Хлопнула дверь внизу, и зашамкали тёткины шлёпанцы по лестнице.
— Чего он хотел-то? — отчаянно торопясь, спрашивал Курц напоследок.
— Вали, давай, отсюда, — ответил Луций. — Тётка пришла, не слыхал что ли? Сейчас полотенцем тебя погонит…
— Ладно… — сказал Курц, исчезая.
Луций ещё лежал, давился кислым молоком, слушал, как ворчит на него тётка, как выговаривает вечером матери… потом, к субботе — вроде отошёл.

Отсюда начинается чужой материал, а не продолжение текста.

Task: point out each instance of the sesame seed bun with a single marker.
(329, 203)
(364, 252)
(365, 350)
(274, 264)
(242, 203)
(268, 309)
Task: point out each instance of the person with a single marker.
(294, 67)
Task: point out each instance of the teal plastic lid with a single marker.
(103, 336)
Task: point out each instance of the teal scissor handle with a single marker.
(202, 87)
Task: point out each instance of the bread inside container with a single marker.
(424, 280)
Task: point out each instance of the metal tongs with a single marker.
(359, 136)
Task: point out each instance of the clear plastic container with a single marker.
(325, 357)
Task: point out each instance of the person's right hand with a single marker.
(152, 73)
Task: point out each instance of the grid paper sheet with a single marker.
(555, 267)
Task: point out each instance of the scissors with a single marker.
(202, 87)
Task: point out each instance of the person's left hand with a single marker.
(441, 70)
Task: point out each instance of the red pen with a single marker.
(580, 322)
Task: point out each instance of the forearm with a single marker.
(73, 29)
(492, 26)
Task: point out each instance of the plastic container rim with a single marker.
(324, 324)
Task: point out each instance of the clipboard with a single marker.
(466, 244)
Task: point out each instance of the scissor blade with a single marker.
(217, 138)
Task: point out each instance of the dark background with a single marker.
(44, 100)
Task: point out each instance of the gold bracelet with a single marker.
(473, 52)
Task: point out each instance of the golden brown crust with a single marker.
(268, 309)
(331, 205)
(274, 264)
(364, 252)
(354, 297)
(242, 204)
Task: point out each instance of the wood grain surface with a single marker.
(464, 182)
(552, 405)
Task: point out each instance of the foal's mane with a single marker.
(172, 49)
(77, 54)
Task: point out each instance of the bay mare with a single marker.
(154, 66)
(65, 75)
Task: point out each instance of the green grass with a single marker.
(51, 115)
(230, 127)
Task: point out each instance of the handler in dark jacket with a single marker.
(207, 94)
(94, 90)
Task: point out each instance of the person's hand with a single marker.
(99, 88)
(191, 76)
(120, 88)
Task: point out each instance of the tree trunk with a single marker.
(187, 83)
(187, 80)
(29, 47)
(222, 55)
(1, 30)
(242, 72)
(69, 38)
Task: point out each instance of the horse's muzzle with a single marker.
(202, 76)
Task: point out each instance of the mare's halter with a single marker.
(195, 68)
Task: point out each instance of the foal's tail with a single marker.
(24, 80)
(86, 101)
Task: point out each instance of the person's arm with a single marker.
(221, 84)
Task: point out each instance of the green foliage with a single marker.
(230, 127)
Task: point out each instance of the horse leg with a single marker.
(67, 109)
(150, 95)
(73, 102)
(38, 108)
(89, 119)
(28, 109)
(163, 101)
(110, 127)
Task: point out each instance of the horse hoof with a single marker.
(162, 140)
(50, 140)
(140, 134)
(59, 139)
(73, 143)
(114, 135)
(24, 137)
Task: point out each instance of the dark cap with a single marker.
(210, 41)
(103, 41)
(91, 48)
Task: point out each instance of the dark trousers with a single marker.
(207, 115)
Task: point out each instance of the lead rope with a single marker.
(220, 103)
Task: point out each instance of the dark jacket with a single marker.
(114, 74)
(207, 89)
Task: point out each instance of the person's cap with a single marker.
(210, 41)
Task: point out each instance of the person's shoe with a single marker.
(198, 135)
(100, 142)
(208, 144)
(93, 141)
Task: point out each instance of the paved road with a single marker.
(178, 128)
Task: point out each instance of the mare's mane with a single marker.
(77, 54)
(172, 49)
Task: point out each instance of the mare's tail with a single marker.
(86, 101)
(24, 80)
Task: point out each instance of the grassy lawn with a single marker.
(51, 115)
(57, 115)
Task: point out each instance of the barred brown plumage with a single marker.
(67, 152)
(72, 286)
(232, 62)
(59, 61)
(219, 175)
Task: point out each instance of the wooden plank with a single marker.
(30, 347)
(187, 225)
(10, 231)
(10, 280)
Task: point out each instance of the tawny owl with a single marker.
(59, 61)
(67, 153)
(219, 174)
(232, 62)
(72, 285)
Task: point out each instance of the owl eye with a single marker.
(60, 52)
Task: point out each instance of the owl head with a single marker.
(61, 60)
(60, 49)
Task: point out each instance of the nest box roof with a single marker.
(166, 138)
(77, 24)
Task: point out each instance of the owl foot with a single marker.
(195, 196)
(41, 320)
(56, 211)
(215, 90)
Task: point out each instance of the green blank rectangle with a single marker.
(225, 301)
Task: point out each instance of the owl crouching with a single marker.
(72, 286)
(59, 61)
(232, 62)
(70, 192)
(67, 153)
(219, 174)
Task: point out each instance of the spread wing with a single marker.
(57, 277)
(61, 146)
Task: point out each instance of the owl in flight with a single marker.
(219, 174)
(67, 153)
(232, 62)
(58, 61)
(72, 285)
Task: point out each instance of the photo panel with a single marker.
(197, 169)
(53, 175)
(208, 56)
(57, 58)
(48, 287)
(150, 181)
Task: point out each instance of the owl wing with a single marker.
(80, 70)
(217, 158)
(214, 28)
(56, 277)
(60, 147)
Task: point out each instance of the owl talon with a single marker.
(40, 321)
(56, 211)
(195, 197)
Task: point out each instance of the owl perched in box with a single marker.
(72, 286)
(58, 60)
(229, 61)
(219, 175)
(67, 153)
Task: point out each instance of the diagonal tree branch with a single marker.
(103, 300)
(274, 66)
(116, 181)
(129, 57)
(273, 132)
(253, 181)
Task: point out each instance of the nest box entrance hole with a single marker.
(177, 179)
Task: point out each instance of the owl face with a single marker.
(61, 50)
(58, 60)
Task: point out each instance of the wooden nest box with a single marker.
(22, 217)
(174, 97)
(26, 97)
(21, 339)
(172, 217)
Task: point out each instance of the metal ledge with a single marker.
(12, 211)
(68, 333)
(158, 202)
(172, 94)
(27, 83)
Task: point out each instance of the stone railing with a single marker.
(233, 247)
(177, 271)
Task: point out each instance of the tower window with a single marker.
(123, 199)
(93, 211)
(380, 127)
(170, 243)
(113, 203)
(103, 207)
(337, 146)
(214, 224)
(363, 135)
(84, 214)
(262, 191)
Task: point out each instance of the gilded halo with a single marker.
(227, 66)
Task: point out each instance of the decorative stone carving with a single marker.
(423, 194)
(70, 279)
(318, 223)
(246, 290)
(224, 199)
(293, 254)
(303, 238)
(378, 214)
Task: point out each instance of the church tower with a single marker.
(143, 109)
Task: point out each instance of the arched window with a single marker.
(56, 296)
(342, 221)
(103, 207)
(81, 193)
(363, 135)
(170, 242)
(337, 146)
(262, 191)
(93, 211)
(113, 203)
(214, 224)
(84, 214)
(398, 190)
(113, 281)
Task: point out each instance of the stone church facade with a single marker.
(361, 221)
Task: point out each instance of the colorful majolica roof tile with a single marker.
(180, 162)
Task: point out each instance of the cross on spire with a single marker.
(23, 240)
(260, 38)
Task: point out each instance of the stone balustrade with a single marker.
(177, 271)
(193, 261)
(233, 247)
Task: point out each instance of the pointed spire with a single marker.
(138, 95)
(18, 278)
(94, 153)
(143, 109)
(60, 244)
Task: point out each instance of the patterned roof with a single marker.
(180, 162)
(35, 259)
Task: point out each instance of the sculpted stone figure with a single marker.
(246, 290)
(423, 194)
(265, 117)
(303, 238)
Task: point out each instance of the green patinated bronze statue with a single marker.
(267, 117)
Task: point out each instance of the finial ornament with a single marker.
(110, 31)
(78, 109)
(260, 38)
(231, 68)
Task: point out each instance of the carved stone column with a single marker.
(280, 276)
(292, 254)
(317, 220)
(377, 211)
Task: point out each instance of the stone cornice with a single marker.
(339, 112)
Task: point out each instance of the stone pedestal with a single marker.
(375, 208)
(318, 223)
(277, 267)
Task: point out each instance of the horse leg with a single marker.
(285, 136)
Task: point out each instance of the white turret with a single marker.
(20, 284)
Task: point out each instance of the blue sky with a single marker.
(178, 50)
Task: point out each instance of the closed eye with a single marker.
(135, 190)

А в воскресение Глина вновь задышала, позвала горожан к Колодцу. Тут уж никому не до болезни. Едва заслышав знакомое дребезжание стёкол в окнах, он мигом скатился с кровати, только проверил — на месте ли медяк, который дала тётка. По лестнице спускался — колени ещё подгибались, башмаки еще промахивались мимо ступенек, а по мостовой — уже бежал во всю прыть, будто ноги сами несли. В толпе его, ослабшего — издавили всего, конечно… пару раз так прижали к стене, что рёбра затрещали. Но, ничего — протолкался к Колодцу, не умер. Дольше всех стоял у гранитной цепи — чувствуя, как при каждом содрогании жерла отступает жажда от щёк и языка, из головы выветривается поселившаяся там свинцовая тяжесть.
Домой он пришёл весь мокрый — как мышь. Но уже нормальный.